Entain Plc, a leading entity in the global sports betting and igaming sector, has shared its financial performance for the third quarter of 2023 and provided insights into the acceleration of its operational strategy.
For the period from July to September 2023, Entain reported that its Net Gaming Revenue (NGR) across the group, inclusive of its US operations, rose by 7% (10% in constant currency). The group’s NGR, excluding the US, also saw a 7% increase (9% in constant currency), though on a proforma basis, it experienced a 5% decrease.
The online segment of the business showed a 9% increase in NGR (11% in constant currency), aligning with revised projections, despite a proforma decrease of 6%. This figure adjusts to a 17% increase in constant currency when regulatory impacts are excluded, maintaining a proforma flat rate. The quarter also saw a 2-3 percentage point impact due to customer-favorable sports outcomes in September, alongside a substantial 26% year-over-year growth in active customers (10% on a proforma basis).
Retail operations remained strong with a 4% NGR growth (4% in constant currency), with a proforma decrease of 4%. BetMGM, Entain’s US-based operation, continued its robust performance, recording approximately $458 million in Q3 NGR, marking an approximate 15% year-over-year increase. BetMGM holds an 18% market share across its operational jurisdictions, excluding New York, and leads in the igaming domain with a 26% market share. The start of the NFL season marked a successful period for BetMGM, with customer experience enhancements showing significant investment returns. BetMGM is on track to achieve the higher end of its $1.8-$2.0 billion NGR forecast for FY2023 and expects to reach EBITDA positivity in the second half of the year.
In the context of sustainability, Entain has continued to lead and progress within its Sustainability Charter initiatives.
Regarding the advancement of its operational strategy, Entain has articulated a clear pathway following a transformative three-year period, aimed at refining earnings quality, bolstering operations, and realigning structures to seize future growth opportunities and enhance shareholder value.
During a recent management presentation, the company emphasized its commitment to a focused market portfolio optimized for organic growth and return on investment.

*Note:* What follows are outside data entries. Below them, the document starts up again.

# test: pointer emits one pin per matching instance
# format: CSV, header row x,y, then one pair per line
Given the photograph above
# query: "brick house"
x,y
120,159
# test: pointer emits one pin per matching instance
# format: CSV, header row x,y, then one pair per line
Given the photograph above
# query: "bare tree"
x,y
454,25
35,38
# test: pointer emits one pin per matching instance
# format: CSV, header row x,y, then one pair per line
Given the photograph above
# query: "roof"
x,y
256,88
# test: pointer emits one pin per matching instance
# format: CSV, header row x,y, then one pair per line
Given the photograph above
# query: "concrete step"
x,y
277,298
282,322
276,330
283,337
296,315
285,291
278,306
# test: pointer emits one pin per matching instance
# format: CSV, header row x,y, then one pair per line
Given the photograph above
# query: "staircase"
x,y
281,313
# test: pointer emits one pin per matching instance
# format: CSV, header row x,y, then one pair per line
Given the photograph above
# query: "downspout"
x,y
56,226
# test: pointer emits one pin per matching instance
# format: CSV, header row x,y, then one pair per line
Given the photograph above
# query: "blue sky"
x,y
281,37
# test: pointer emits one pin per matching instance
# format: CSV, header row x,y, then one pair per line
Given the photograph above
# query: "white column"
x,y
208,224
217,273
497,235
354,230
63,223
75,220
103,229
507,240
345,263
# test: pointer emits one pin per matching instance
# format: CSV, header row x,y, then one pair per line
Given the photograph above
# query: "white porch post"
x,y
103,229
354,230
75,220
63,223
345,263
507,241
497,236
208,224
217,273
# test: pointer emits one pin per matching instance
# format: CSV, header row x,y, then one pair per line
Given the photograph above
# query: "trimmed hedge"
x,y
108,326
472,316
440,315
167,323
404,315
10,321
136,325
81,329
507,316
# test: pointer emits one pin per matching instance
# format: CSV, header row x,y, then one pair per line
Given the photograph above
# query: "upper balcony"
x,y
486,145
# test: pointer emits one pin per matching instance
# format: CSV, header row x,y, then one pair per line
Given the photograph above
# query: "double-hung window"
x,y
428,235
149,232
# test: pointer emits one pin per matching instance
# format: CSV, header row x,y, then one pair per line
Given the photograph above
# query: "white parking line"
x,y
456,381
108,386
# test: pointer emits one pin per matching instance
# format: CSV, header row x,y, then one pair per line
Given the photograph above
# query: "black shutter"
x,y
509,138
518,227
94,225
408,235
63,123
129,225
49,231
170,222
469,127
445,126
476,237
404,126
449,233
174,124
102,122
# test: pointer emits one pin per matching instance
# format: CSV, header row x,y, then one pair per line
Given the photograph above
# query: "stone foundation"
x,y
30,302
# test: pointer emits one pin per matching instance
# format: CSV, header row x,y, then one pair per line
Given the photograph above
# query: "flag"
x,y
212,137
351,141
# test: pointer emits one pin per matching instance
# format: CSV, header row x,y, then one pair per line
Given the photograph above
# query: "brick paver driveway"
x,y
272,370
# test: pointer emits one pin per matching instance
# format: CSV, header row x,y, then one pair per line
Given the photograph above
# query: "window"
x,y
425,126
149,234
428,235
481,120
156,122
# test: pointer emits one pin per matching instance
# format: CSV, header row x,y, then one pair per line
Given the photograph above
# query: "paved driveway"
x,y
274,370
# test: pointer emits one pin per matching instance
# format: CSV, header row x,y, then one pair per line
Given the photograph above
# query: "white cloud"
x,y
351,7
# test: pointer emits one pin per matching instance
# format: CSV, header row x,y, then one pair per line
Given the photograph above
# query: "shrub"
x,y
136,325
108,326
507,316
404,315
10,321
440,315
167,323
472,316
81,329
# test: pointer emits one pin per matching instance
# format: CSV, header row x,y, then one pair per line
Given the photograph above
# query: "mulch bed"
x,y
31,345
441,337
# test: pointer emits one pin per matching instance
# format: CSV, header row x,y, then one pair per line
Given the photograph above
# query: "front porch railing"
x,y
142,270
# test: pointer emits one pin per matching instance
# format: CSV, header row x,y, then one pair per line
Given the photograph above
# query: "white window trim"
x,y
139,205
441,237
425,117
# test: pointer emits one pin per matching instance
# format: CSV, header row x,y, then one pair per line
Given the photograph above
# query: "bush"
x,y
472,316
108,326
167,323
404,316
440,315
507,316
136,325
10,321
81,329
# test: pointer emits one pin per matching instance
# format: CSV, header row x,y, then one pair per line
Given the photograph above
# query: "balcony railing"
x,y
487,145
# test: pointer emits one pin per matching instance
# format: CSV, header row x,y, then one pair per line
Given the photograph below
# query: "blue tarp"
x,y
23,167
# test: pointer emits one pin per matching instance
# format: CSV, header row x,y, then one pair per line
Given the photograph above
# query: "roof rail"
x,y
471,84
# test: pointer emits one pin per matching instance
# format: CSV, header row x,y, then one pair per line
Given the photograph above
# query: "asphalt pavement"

This includes prioritizing markets with high growth and returns such as the US, Brazil, CEE, and New Zealand, driving profitable growth in core markets, and exiting from smaller, non-core operations.
Entain aims to return to organic growth, at a rate commensurate with its markets (circa 7% CAGR) from 2025. The company has set a target to increase US market share to 20%-25% by reinforcing product and pricing capabilities, customer acquisition, and exploiting the omnichannel potential.
The execution of Project Romer is projected to escalate Online EBITDA margins to 28% by 2026 and 30% by 2028, simplifying organizational structure to enhance operational leverage and achieve cost savings of £100 million (net savings of £70 million) by 2025.
Finally, Entain plans to reinforce its governance by appointing four new non-executive directors, including Amanda Brown from 8 November 2023, and establishing a capital allocation committee composed of non-executive directors.
In relation to financial guidance, Entain Plc has provided an update that aligns with its strategic directives. For the fiscal year 2023, the company has confirmed adherence to its EBITDA projections, ranging between £1.00 bn (US$1.22 bn/€1.15 bn) and £1.05 billion, as initially communicated on September 25, 2023. Despite consistent volumes in October, Entain notes that sports margins have been affected by customer favorable results, resulting in an approximate £45 million impact on EBITDA. This variance is anticipated to be contained within the fourth quarter without extending into future projections.
Looking ahead to fiscal year 2024, Entain anticipates a modest uptick in pro forma Online NGR, with growth in the low single digits supported by a resurgence in the latter half of the year. The Online EBITDA margin is expected to be positioned between 24% and 25%, indicative of the company’s strategic efficiency and profitability focus. For detailed financial projections and guidance, stakeholders are directed to consult the comprehensive resources available on Entain’s investor relations website.
Jette Nygaard-Andersen, Entain’s CEO, commented: “Entain has undergone a profound transformation over the last few years, and now has strong foundations from which to move into its next phase of growth. We have made significant investments in responsible gambling initiatives. While these steps have impacted EBITDA, they are unquestionably the right thing to do to improve our long-term prospects.
“From here, we have a clear plan to focus our portfolio for organic growth, drive our market share in the US, improve our operational leverage, and increase our EBITDA margins. The wide range of initiatives that are underway will cement our position as a customer-focused industry leader, enable us to achieve our strategic ambitions, and deliver enhanced returns for all our stakeholders.”